The results obtained by Kleinberg et al. (2017), Chouldechova (2016), and Corbett-Davies et al. (2017) highlight that it is not enough to simply demand algorithmic fairness. We may need to investigate deeply and critically each problem and determine which notion of fairness is considered to be the most relevant and meaningful for that particular problem. Critically, what constitutes fairness changes according to different worldviews: for example, the philosopher Robert Nozick in his book “Anarchy, State, and Utopia” (Nozick 1974) proposed a libertarian alternative view where he is concerned that eliminating discrimination biases, present in society, may create new harms to new groups of people. Instead, Dworkin’s egalitarian view of fairness (Dworkin 2000) is based on the principle of equality of resources.

For this reason, we feel the urgency to extablish a call for action putting together researchers from different fields—including law, ethics, political philosophy and machine learning—to devise, evaluate and validate in the real-world alternative fairness metrics for different tasks. In addition to this empirical research, we believe it will be necessary to propose a modeling framework—supported by empirical evidence—that would assist practitioners and policy makers in making decisions aided by algorithms that are maximally fair.

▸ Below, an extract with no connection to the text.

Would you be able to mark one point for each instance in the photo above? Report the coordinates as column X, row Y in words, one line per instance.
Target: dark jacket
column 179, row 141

Information Asymmetry and Lack of Transparency

The mandate for accountable algorithms in government and corporations’ decision-making tools is fundamental in both validating their utility toward the public interest as well as redressing potential harms generated by these algorithms.

Transparency, which refers to the understandability of a specific model, can be a mechanism that facilitates accountability. More specifically, transparency can be considered at the level of the entire model, at the level of individual components (e.g., parameters), and at the level of a particular training algorithm. In the strictest sense, a model is transparent if a person can contemplate the entire model at once. Thus, models should be characterized by low computational complexity. A second and less strict notion of transparency might be that each part of the model (e.g., each input, parameter, and computation) admits an intuitive explanation (Lou et al. 2012). A final notion of transparency might apply at the level of the algorithm, even without the ability to simulate an entire model or to intuit the meaning of its components.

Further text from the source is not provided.